I am 43 pregnant with first baby, had amnio and many other test all went great , I do have high blood pressure that is controlled, today I went to ob and ultrasound we do every 2 weeks, but when my Dr. listened to baby's heartbeat she said it skipped one about every 20 beats, suspected it was something called PAC"s , she will listened to heart beat again this friday, if it is still irregular she will send me for further testing , should I be concerned, This is my one and only pregnancy, and try to always read and know everything that is going on, She said since we had amnio, we know his heart had all functioning parts, and she already tested me for antibodies for infection and those were negative , Any adivice is greatley appreciated,
It sounds like your doctor is correct. The most common cause of a fetal heart rate irregularity is premature atrial contractions (PACs) that arise from the baby's upper heart chamber and are usually benign. You should avoid caffeine and stimulants and keep well hydrated. If they persist, your doctor will likely refer you to a pediatric cardiologist for a fetal echocardiogram to document the arrhythmia. In most cases, these self resolve. You can also search this site for other's questions and answers to this same type of question under fetal arrhythmias. Congratulations on your pregnancy.
went back today and baby still has extra heartbeat, going to have test and go back every week 1=2 times , to listen to heartbeat, due to heartbeat can go in to distress in 1 week is this true and could you eleborate on this condition?

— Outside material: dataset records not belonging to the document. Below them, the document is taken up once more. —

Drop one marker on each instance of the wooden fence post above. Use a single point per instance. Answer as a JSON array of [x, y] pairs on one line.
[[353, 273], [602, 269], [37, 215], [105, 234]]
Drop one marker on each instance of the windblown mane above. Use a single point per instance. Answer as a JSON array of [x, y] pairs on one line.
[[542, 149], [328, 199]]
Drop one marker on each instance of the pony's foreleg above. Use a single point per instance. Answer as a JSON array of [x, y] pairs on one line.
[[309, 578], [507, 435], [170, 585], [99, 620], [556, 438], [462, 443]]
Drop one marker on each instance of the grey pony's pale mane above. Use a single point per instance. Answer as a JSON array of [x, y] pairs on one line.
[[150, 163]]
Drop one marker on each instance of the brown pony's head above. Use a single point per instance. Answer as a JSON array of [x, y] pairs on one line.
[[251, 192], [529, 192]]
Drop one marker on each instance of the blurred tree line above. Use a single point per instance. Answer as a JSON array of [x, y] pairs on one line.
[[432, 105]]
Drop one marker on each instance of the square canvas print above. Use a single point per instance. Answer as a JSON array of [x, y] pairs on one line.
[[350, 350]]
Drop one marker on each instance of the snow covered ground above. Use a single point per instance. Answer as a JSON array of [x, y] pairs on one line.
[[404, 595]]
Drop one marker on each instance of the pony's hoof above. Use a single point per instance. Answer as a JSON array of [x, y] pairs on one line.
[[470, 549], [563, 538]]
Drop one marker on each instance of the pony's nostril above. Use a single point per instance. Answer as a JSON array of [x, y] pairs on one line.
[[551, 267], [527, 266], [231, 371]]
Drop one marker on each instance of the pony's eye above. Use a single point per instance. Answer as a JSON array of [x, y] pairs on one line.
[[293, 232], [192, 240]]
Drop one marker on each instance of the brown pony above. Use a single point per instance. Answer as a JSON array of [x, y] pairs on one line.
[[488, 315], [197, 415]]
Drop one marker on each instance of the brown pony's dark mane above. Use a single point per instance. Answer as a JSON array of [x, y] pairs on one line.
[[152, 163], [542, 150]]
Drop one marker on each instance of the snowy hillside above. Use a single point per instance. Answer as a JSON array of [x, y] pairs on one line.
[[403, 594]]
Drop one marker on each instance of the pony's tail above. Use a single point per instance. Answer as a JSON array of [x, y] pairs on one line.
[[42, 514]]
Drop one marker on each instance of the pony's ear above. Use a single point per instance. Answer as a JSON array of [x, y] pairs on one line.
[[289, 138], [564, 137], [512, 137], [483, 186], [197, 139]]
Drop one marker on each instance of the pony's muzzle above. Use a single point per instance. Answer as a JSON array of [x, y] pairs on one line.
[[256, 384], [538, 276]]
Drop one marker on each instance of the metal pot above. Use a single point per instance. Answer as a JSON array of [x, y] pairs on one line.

It sounds like your doctor has you on the proper regimen for checking the baby's heart rate. the child is highly unlikely to go into any distress if the baby is being observed regularly. The only reason to intervene with medication would be if the baby develops a permanent elevation of heart rate (tachycardia) that leads to a low cardiac output. This can cause poor organ perfusion and fluid buildup in the tissues. However most babies with extra beats do NOT develop that complication.